At the very least, supporters in the industry say, they are safer than actual cigarettes.

The truth behind those assertions are in dispute. There are no definitive studies yet to rely on, although health experts are seeing indications that vaping can indeed lead to serious health problems.

The use of vaping products by young people is of primary concern. The Centers for Disease Control states that e-cigarettes are unsafe for children, teens and young adults. Most vaping products contain nicotine, a highly addictive substance than can harm adolescent brain development, which continues into the early to mid-20s.

The CDC further states that e-cigarettes can contain harmful substances besides nicotine, and that young people who use the products may be more likely to smoke cigarettes in the future.

Those types of warnings mean that while vaping is an overall health concern, it's an urgent issue as it relates to young people.

Recent media reports have indicated at least 15 states have identified more than 120 cases of lung disease or injury that could be linked to vaping. The CDC says it is investigating severe pulmonary disease among people who use e-cigarettes.

Meanwhile, the American Lung Association says that vaping can cause scar tissue in young people, a condition called "popcorn lung" that cannot be healed.

The message is clear. Vaping can be harmful, just as cigarettes are harmful to health.

Despite that, more young people than ever say they've tried e-cigarettes.

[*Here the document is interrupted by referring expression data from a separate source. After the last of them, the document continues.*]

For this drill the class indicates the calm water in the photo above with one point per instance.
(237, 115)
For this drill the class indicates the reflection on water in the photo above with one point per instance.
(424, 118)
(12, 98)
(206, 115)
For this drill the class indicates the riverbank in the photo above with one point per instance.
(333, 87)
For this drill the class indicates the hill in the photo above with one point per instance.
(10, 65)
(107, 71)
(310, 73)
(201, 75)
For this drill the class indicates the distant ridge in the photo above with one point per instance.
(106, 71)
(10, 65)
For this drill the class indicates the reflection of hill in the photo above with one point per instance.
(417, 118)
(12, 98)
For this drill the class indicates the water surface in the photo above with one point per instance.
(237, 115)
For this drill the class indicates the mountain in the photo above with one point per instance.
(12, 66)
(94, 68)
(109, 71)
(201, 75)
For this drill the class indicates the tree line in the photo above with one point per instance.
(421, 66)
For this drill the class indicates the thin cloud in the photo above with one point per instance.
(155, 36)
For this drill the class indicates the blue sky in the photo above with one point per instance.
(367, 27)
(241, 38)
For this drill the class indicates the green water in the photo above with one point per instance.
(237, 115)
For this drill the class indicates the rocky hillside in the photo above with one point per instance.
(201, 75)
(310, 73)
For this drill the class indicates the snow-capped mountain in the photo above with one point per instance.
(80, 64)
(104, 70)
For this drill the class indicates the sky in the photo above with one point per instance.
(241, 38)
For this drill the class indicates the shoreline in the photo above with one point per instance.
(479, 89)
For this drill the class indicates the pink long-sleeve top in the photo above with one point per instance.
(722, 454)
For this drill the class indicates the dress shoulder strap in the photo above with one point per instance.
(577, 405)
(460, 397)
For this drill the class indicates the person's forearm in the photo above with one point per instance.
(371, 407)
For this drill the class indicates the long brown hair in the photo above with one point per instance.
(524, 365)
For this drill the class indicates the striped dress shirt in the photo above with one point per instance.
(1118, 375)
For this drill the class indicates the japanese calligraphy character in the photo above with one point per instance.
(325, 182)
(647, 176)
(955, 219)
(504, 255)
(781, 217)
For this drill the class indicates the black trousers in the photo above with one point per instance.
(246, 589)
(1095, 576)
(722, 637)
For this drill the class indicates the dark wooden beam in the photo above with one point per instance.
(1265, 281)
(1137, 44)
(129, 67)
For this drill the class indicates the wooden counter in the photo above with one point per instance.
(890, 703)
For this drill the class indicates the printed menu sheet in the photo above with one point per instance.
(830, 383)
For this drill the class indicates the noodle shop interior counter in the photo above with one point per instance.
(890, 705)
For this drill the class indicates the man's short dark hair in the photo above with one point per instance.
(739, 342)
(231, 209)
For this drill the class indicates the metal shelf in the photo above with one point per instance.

The schools can serve a role in educating students about the health hazards associated with vaping. They are doing so by partnering with Hamilton Center to educate students who are first-time violators of school policy, which prohibits tobacco use and vaping.

In these instances, students are not only being held accountable for their actions, they are receiving valuable information about how their health is adversely affected by these products. That's a constructive approach to a public health issue that will hopefully produce long-term positive results.